Messages become "stuck" in being-delivered state when clients use a clustered XA connection factory in a cluster of at least 2 nodes.
-2 nodes of JBoss EAP 4.3 CP02
-commented out "ClusterPullConnectionFactory" in messaging-service.xml to prevent message redistribution and eliminate the "message suckers" as the potential culprit
-MySQL backend using the default mysql-persistence-service.xml (from <JBOSS_HOME>/docs/examples/jms)
-both nodes have a client which is a separate process (i.e. not inside JBoss)
-clients are Spring based
-one client produces and consumes, the other client just consumes
-both clients use the ClusteredXAConnectionFactory from the default connection-factories-service.xml
-both clients publish to and consume from "queue/testDistributedQueue"
-clients are configured to send persistent messages, use AUTO_ACKNOWLEDGE, and transacted sessions
Symptoms of the issue:
-when running the clients I watch the JMX-Console for the "queue/testDistributedQueue"
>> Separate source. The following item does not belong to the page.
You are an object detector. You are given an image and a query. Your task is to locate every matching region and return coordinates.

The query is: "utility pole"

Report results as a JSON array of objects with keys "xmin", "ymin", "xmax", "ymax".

-as the consumers pull messages off the queue I can see the MessageCount and DeliveringCount go to 0 every so often
-after a period of time (usually a few hours) the MessageCount and DeliveringCount never go back to 0
-I "kill" the clients and wait for the DeliveringCount to go to 0, but it never does
-after the clients are killed the ConsumerCount for the queue will drop, but never to 0 when messages are "stuck"
-a thread dump reveals at least one JBM server session that is apparently stuck (it never goes away) - ostensibly this is the consumer that is showing in the JMX-Console for "queue/testDistributedQueue"
-a "killall -3 java" doesn't produce anything from the clients so I know their dead
-nothing is in any DLQ or expiry queue
-the database contains as many rows in the JBM_MSG and JBM_MSG_REF tables as the DeliveringCount in the JMX-Console
-rebooting the node with the stuck messages frees the messages to be consumed (i.e. un-sticks them)
-nothing else is happening on either node but running the client and running JBoss
-this only appears to happen when a clustered connection factory is used. I tested using a normal connection factory and after 24 hours couldn't reproduce a stuck message.